Join top executives in San Francisco July 11-12 to hear how leaders are integrating and optimizing AI investments for success. Learn more
MosaicML, a San Francisco-based AI startup, today announced the release of its revolutionary language model, MPT-30B. The new model, trained at a fraction of the cost of its competitors, promises to revolutionize the field of artificial intelligence in business applications.
Naveen Rao, CEO and co-founder of MosaicML, said in an interview with VentureBeat that MPT-30B was trained at a cost of $700,000, far less than the tens of millions of dollars required to train GPT-3. The MPT-30B’s lower cost and smaller size could make it more attractive to companies looking to implement natural language processing (NLP) models in applications such as dialog systems, code completion, and text summarization.
“MPT-30B adds better capabilities for summarizing and entering more data into the prompt and (model) reason on that data,” Rao said. “So if that’s a requirement for you, who cares less about service economics, then perhaps the 30B is a better fit (versus our 7B model).”
Roa said that MosaicML used various techniques to optimize the model, for example Alibi AND FlashWarning mechanisms that allow for long context lengths and high GPU computation usage. He also said that MosaicML was one of the few labs to have access to NVIDIA H100 GPUs, which increased throughput per GPU by more than 2.4X and translated to faster finish times.
“We want to get as many people involved in the technology as possible,” Rao said. “This is our goal. It’s not to be exclusive. It’s not being elitist. It’s to get more people to use it.
Enable companies to create custom templates for cheaper
MosaicML allows companies to train models on their data using the company’s model architectures and then deploy models via its inference API. Rao said that while he couldn’t disclose many customer examples due to confidentiality, startups have used MosaicML’s templates and tools to build natural language frontends and search systems.
According to Rao, MosaicML’s release of MPT-30B and its model deployment tools highlight the company’s goal of making advanced AI more accessible. “I think the big problem is really just empowering more people with technology. And this has been our goal from the beginning: to be truly transparent about costs, times and difficulties”.
The availability of MPT-30B as an open source model and the model tuning and implementation services of MosaicML position the startup to challenge OpenAI for dominance in the large language model technologies market. With more advanced models and tools slated for release in the coming months according to Rao, the race is on for leadership in the next generation of AI.

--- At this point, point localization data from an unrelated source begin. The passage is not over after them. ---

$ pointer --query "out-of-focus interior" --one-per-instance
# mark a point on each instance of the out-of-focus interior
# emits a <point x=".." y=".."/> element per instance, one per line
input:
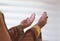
<point x="17" y="10"/>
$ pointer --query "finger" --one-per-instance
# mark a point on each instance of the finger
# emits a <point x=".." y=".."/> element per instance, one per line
<point x="32" y="17"/>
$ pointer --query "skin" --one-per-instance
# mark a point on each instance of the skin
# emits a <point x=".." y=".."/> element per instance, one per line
<point x="28" y="21"/>
<point x="4" y="36"/>
<point x="43" y="20"/>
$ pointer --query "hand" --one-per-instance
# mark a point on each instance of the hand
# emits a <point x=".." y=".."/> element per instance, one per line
<point x="43" y="19"/>
<point x="27" y="22"/>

The future of TO THE involves many custom LLMs
The company’s vision for the future of generative AI is to create a tool that can assist experts in various fields, accelerating their work without replacing them. “I think the future, at least for the next five years, is about adopting these techniques and improving anyone who is already an expert,” Rao explained.
In addition to making AI technology more accessible, MosaicML is focusing on improving data quality for better model performance. They are developing tools to help users overlay domain-specific data during the pre-training process. This ensures a diverse and high-quality mix of data, which is essential for building effective AI models.

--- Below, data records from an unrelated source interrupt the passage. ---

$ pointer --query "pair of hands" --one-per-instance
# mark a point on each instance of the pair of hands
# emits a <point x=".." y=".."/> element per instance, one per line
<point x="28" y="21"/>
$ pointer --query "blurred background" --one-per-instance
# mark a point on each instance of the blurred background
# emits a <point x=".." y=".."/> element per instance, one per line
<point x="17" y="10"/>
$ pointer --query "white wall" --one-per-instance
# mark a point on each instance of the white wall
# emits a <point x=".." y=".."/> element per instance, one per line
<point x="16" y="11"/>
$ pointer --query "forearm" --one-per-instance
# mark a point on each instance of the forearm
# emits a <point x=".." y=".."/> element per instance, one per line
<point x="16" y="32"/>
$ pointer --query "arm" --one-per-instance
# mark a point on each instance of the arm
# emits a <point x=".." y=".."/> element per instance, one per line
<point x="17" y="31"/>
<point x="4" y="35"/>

With the release of the MPT-30B, MosaicML is poised to make significant advances in the AI space, offering a more affordable and powerful option for enterprises. Their dedication to open source technology and empowering more people with AI tools has the potential to unlock a wealth of untapped innovations, making AI a valuable resource for businesses around the world.
As businesses continue to adopt and invest in AI technology, MosaicML’s MPT-30B could very well be the catalyst driving a new era of more accessible and impactful AI solutions in business.
VentureBeat’s mission it is to be a digital city square for technical decision makers to gain insights into transformative business technology and transactions. Discover our Briefings.